Adenosine is a purine present normally in the body. This molecule however has several physiological and pharmacological roles to play in functioning of the normal body as well as in some diseased conditions.
There are several pharmacological aspects of this molecule.
Effects on the heart and blood vessels
In the heart and blood vessels, adenosine has profound effects. It helps to dilate or expand the blood vessels that supply the heart (coronary blood vessels) and thereby enhances blood supply to the heart muscles.
Blood vessels all over the body also dilate when adenosine is administered.
In the heart adenosine decreases heart rate and also decreases the speed with which impulses flow between the heart muscles to bring about a contraction.

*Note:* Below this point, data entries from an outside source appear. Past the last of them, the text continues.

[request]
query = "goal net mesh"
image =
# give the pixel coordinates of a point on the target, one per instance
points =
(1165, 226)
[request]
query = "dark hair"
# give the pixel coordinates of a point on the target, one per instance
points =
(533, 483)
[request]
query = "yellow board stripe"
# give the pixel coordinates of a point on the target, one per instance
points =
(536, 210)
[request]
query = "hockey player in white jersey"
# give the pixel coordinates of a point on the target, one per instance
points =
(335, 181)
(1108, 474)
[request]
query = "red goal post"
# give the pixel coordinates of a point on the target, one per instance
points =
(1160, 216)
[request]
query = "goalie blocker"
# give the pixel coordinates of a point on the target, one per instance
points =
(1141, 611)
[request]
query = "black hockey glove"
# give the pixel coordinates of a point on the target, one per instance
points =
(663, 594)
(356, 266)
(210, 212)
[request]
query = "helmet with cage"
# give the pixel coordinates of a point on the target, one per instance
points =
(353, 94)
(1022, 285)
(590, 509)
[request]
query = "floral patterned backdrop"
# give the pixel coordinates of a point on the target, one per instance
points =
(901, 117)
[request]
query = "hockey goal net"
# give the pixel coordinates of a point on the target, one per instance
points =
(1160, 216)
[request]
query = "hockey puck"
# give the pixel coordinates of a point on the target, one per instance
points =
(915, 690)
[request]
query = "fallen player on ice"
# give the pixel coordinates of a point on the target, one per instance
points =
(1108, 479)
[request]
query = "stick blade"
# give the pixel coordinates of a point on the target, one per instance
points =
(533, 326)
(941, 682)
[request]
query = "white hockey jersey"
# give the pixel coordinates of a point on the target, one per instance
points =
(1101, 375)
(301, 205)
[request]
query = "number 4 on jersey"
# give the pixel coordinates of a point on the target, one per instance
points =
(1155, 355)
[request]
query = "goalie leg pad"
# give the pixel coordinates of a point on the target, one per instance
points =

Adenosine acts in opposition to adrenaline and also possesses anti-platelet action that prevents platelets from aggregating.
Effects on the kidneys
In the kidneys adenosine reduces blood flow, glomerular filtration rate and decreases secretion of rennin.
Effects on the lungs
In the lungs, adenosine constricts the airways but decreases the blood flow resistance in the lungs and thus may be used to reduce pulmonary artery pressure.
Effects on the liver
In the liver adenosine causes constriction of blood vessels and increases the breakdown of glycogen to form glucose. It also prevents fat breakdown or lipolysis and improves the uptake of glucose.
Effects on the central nervous system
In the brain, adenosine is a depressant neurotransmitter.
Effects on the adrenal glands
In the adrenal glands secretions and production of steroid hormones are raised when adenosine is given.
Effects on immunity
Adenosine suppresses immunity and immunological functions to a certain extent.
Use in heart disease
The United States Food and Drugs Administration approved adenosine for the treatment of supraventricular tachycardia (SVT).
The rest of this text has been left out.